With the dust still settling from Tuesday's special election for the Long Island seat vacated by convicted former Senate Majority Leader Dean Skelos, it appears that Democratic candidate Assemblyman Todd Kaminsky finished ahead in a very tight race.
As of early Wednesday morning, Kaminksy led the Republican candidate Chris McGrath by 780 votes in the district with all precincts reporting, according to data with the Nassau County Board of Elections. On Tuesday evening, Assemblyman Kaminsky, supported by local Democratic leaders, declared himself the winner. McGrath, for his part, indicated to the press that the vote count was too tight, and said that votes will need to be counted in the coming days. With such a tight outcome, many are predicting that it may be weeks before a winner is decided. Senate Republicans have indicated they will start re-canvassing votes early next week.
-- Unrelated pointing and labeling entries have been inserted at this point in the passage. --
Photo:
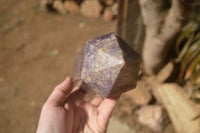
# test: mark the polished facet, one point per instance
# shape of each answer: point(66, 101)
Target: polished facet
point(107, 66)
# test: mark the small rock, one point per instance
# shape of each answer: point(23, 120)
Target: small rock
point(140, 95)
point(81, 25)
point(59, 7)
point(152, 117)
point(1, 79)
point(72, 6)
point(108, 15)
point(91, 8)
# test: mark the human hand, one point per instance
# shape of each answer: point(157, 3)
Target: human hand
point(65, 111)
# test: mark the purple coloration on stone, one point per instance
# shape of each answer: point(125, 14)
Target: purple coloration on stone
point(107, 65)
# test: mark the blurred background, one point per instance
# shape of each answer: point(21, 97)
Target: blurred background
point(39, 40)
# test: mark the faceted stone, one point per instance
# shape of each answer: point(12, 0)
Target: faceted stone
point(107, 66)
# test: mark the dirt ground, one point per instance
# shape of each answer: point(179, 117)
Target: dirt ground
point(37, 50)
point(36, 53)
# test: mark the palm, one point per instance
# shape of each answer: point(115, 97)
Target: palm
point(73, 114)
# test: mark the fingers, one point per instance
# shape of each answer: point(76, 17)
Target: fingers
point(105, 110)
point(60, 92)
point(96, 101)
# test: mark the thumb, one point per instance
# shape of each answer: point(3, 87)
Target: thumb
point(60, 92)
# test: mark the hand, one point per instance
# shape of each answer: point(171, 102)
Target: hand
point(65, 111)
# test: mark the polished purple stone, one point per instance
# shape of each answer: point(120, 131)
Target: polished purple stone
point(107, 66)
Because of the fractured nature of the Senate Democratic caucus, even if Assemblyman Kaminsky ultimately comes out on top, his victory will not change the balance of power in the Senate in the near term. A Kaminksy victory would mean that the mainline Democratic conference holds 26 seats in the 63-seat chamber. The breakaway Independent Democratic Conference (IDC), which has five members, is currently in a power-sharing arrangement with the Republican conference, which has 26 seats.
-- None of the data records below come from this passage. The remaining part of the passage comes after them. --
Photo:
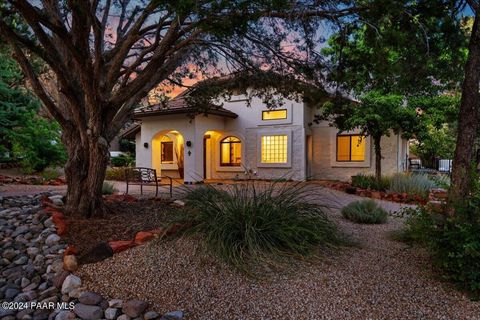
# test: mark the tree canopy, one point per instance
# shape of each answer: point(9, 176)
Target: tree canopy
point(403, 47)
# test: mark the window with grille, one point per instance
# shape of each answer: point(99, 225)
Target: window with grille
point(274, 149)
point(231, 152)
point(350, 148)
point(274, 114)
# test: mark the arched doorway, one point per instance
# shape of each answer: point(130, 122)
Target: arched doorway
point(168, 153)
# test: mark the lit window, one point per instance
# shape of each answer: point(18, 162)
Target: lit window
point(166, 145)
point(274, 149)
point(350, 148)
point(231, 152)
point(274, 114)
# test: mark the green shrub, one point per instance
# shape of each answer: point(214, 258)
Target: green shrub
point(122, 161)
point(50, 174)
point(251, 226)
point(37, 144)
point(366, 181)
point(116, 173)
point(411, 184)
point(365, 211)
point(454, 242)
point(441, 180)
point(108, 188)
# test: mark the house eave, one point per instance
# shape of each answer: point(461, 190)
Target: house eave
point(144, 114)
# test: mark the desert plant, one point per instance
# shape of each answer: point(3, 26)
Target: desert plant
point(453, 241)
point(365, 211)
point(50, 174)
point(441, 180)
point(411, 184)
point(108, 188)
point(123, 160)
point(252, 225)
point(367, 181)
point(115, 173)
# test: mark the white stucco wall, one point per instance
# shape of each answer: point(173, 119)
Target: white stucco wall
point(324, 164)
point(318, 163)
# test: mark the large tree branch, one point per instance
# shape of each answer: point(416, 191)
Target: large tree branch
point(28, 70)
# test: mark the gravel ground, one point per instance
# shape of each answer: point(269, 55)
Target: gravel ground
point(380, 279)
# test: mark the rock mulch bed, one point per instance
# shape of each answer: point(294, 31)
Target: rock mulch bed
point(128, 217)
point(32, 271)
point(379, 279)
point(435, 195)
point(31, 180)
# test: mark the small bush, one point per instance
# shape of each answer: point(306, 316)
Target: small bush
point(411, 184)
point(250, 226)
point(454, 242)
point(108, 188)
point(365, 211)
point(116, 173)
point(441, 180)
point(122, 161)
point(365, 181)
point(50, 174)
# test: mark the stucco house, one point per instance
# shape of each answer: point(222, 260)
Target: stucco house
point(228, 142)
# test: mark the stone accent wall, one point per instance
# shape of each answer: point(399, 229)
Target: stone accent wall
point(324, 167)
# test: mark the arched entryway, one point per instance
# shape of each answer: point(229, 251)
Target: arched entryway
point(168, 153)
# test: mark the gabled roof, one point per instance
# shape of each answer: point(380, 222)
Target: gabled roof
point(179, 106)
point(131, 131)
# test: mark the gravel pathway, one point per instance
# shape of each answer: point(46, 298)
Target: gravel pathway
point(380, 279)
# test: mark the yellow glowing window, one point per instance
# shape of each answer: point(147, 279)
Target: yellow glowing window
point(274, 114)
point(274, 149)
point(166, 149)
point(231, 152)
point(350, 148)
Meanwhile, Democratic Senator Simcha Felder also caucuses with the Republican Conference, allowing the Senate GOP to maintain a 32-seat voting majority, despite occupying only 31 seats in the chamber. With the presidential election looming in November, Assemblyman Kaminsky's victory, if realized, may be a sign that the Senate Republicans have an uphill battle ahead of them to maintain their tenuous majority in deep-blue New York.